Time: Fri 2020-10-23 13.00

Location:, Stockholm (English)

Subject area: Chemical Engineering

Doctoral student: Jonas Granestrand , Kemisk teknologi, Process Technology

Opponent: Dr. Todd J. Toops, Oak Ridge National Laboratory, Tennessee, USA

Supervisor: Lars Pettersson, Processteknologi


To reduce net greenhouse gas emissions, a shift towards adoption of biofuels is ongoing in the transport sector. Heavy-duty diesel vehicles are equipped with aftertreatment equipment, comprising of catalysts and filters, and how this equipment is affected by the use of biofuels is not yet fully understood. Fatty Acid Methyl Ester (FAME) biodiesel may contain high loadings of different trace elements stemming either from the biomass used as raw material, or from the production process. These trace elements could act as poisons that deactivate the aftertreatment catalysts.

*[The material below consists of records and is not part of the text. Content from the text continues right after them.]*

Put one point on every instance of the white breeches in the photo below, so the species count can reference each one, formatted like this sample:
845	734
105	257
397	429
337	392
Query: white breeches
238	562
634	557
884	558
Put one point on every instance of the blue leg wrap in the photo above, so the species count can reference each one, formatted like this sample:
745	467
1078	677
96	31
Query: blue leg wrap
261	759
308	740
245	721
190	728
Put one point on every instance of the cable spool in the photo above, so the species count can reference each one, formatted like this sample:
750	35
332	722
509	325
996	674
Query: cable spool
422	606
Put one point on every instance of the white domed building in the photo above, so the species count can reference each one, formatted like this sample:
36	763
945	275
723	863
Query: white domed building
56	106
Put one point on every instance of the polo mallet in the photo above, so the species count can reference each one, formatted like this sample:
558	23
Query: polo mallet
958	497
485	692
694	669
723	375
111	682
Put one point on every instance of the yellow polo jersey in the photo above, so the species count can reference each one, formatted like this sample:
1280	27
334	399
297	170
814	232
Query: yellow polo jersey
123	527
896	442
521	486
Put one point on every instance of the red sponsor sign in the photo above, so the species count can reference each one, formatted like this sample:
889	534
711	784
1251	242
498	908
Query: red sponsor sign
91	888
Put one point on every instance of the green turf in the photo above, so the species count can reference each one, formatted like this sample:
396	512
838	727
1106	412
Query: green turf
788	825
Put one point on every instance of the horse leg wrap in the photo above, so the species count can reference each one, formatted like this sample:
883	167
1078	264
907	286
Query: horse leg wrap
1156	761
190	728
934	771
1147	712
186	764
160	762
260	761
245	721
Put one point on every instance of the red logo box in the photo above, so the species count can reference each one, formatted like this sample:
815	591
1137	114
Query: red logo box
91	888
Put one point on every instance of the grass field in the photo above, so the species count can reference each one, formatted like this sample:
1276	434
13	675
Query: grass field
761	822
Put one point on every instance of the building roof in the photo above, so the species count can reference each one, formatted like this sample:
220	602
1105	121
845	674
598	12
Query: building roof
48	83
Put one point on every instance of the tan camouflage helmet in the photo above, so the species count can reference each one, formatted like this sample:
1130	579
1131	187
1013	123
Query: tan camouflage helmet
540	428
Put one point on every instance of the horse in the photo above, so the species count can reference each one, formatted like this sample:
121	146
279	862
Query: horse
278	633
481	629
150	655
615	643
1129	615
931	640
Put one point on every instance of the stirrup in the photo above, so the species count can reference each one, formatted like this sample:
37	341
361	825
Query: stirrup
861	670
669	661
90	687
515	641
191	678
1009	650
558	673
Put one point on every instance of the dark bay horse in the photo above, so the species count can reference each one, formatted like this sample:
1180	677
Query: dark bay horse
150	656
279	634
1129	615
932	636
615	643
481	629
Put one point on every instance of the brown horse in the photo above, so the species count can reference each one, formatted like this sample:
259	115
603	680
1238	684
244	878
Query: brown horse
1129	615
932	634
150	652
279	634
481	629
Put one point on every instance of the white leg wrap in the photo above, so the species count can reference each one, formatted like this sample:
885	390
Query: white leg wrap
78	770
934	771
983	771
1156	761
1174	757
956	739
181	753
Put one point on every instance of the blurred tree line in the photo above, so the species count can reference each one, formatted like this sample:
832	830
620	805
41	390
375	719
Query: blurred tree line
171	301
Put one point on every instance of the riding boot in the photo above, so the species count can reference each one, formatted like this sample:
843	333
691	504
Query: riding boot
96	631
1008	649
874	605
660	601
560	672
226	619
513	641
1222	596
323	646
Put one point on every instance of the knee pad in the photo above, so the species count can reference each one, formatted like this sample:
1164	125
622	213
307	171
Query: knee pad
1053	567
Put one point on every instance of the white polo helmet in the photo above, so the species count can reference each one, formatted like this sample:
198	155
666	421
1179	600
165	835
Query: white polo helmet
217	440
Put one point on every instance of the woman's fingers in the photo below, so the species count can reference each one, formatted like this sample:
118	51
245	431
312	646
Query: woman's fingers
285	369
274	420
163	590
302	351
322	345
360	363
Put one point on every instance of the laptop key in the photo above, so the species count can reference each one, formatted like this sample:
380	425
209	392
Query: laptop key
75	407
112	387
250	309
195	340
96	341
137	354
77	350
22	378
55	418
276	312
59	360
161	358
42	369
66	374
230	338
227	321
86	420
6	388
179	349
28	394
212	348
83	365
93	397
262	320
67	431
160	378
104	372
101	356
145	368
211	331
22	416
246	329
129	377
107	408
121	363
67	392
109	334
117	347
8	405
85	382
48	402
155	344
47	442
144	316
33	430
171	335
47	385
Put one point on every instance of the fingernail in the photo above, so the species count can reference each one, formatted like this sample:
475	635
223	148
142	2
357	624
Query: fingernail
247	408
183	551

The objective of this work was to study how the diesel oxidation catalyst (DOC) is affected by the presence of trace elements in FAME biodiesel. The DOC reduces emissions of CO and hydrocarbons, but furthermore, it generates NO2 from NO present in the exhaust, which is essential for downstream aftertreatment components to operate optimally. Because the DOC is located at the inlet of the aftertreatment system, it is subjected to high concentrations of trace elements, compared to downstream components.

An investigation of a DOC that had been used for an entire lifetime in a vehicle operating on FAME biodiesel revealed that phosphorus appeared to have the largest effect on DOC activity, causing considerable deactivation in the NO oxidation reaction. Na and Ca, on the other hand, appeared to have little effect. The largest cause of deactivation was thermal aging, rather than poisoning by trace components.

In-situ X-ray Absorption Spectroscopy studies of poisoned model catalysts showed a strong electronic interaction between P and catalytically active Pt/Pd particles during CO oxidation reaction conditions. In contrast, such effects were not observed for Na and K. Elemental mapping with Energy dispersive spectroscopy (EDS) of scanning transmission electron micrographs showed that phosphorus was co-located with Pt-Pd, whereas Na and K, on the other hand, were evenly distributed throughout the Al2O3 washcoat support.